Manuel Valls, le ministre de l'intérieur est en train de perdre son pari sur les chiffres de l'insécurité. C'est Jean-Marc Leclerc le monsieur Police/Justice du Figaro qui l'écrit ce matin dans le quotidien. Il a d'ailleurs gratifié ce mardi son lectorat de deux pages "Evènement". Infographie de rigueur, il y dresse un sombre constat fondé entre autres sur le nouveau "tableau de bord" de Valls recensant l'évolution de la délinquance en France. Sauf qu'un bon nombre de ces chiffres que "s'est procuré"Le Figaro sont en réalité consultables par n'importe qui depuis fin août. Alors vous aussi, "procurez-vous" en exclusivité les chiffres ici.
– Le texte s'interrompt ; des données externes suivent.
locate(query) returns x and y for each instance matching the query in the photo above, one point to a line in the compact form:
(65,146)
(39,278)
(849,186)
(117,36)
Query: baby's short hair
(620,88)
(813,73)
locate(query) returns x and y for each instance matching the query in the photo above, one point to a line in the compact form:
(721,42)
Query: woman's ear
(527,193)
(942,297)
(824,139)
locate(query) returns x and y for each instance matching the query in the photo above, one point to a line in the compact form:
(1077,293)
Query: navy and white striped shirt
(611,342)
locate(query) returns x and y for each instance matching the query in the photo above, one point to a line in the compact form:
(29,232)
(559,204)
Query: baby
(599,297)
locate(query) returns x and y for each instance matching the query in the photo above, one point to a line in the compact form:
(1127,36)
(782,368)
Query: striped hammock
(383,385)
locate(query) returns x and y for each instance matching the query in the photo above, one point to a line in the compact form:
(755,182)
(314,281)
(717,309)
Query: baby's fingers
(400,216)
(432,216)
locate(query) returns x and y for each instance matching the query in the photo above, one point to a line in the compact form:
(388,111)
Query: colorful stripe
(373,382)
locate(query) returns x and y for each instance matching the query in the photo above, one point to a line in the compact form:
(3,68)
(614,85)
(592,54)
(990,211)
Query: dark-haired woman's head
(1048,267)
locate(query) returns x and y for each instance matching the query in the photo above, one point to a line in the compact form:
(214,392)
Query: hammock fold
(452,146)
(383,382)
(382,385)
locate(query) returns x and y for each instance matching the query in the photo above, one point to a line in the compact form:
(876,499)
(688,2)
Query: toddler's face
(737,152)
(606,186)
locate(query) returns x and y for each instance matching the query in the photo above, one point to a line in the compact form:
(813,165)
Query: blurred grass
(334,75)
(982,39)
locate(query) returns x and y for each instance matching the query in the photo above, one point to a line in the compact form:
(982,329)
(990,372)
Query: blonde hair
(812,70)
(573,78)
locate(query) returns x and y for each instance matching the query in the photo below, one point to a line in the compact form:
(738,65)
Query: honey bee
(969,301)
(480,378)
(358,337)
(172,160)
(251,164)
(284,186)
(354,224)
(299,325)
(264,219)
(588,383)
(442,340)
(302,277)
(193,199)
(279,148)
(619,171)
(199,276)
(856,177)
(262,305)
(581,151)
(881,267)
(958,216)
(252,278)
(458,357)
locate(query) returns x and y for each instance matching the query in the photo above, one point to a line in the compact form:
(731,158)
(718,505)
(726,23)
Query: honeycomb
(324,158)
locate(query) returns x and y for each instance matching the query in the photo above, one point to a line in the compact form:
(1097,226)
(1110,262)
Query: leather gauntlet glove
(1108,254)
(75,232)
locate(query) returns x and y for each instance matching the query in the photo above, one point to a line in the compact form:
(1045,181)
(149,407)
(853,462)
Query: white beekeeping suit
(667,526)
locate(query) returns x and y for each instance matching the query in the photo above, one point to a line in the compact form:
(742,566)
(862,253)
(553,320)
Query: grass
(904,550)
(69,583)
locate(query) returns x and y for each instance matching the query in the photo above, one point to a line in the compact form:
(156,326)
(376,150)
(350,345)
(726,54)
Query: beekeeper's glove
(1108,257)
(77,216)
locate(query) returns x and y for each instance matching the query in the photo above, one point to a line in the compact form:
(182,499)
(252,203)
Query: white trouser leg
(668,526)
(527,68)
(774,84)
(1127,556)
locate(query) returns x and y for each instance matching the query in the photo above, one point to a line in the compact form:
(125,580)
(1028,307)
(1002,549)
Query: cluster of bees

Leclerc tire des conclusions catégoriques des chiffres qu'il s'est procuré sur internet. En un an, depuis l'arrivée de la gauche au pouvoir, les atteintes à l'intégrité physique auraient augmenté de 2,9%, celles aux biens de 3,5%, les violences sexuelles de 10,4%, et les cambriolages de 9,3%. Pas mieux pour les infractions économiques et financières (+5,9%), ni pour la "grande criminalité" (+5,2%). Pire, il paraîtrait - c'est Brice Hortefeux qui le dit dans le journal - que les infractions aux conditions d'entrée des étrangers sont passées de 79 445 à 34 267 en un an, et que "c'est le signe que la France a ouvert les vannes de l'immigration".

De quoi chagriner le ministre le plus populaire du pays, qui aussitôt a montré les crocs. "Une publication sélective, tronquée et biaisée d’éléments statistiques qui ne rend pas service au débat public", s'énerve le cabinet de Valls dans un communiqué (publié ici). En cause notamment, la publication distincte des résultats de police et de gendarmerie, mise en place en 2012 par l'Observatoire national de la délinquance et des réponses pénales (ONDRP) - qui recense les faits délictueux. Selon Beauvau, le comptage n'est donc plus le même et la comparaison d'une année sur l'autre, de facto impossible.

Cette remontrance gouvernementale a conduit Le Figaro à répondre. Dans cet article titré, Délinquance en hausse : Le Figaro maintient ses informations, le journal se défend et "maintient l'intégralité de ses informations et répond, point par point, aux remarques du ministre de l'Intérieur." Pour répondre sur les points de discorde principaux, Leclerc a enregistré une petite vidéo.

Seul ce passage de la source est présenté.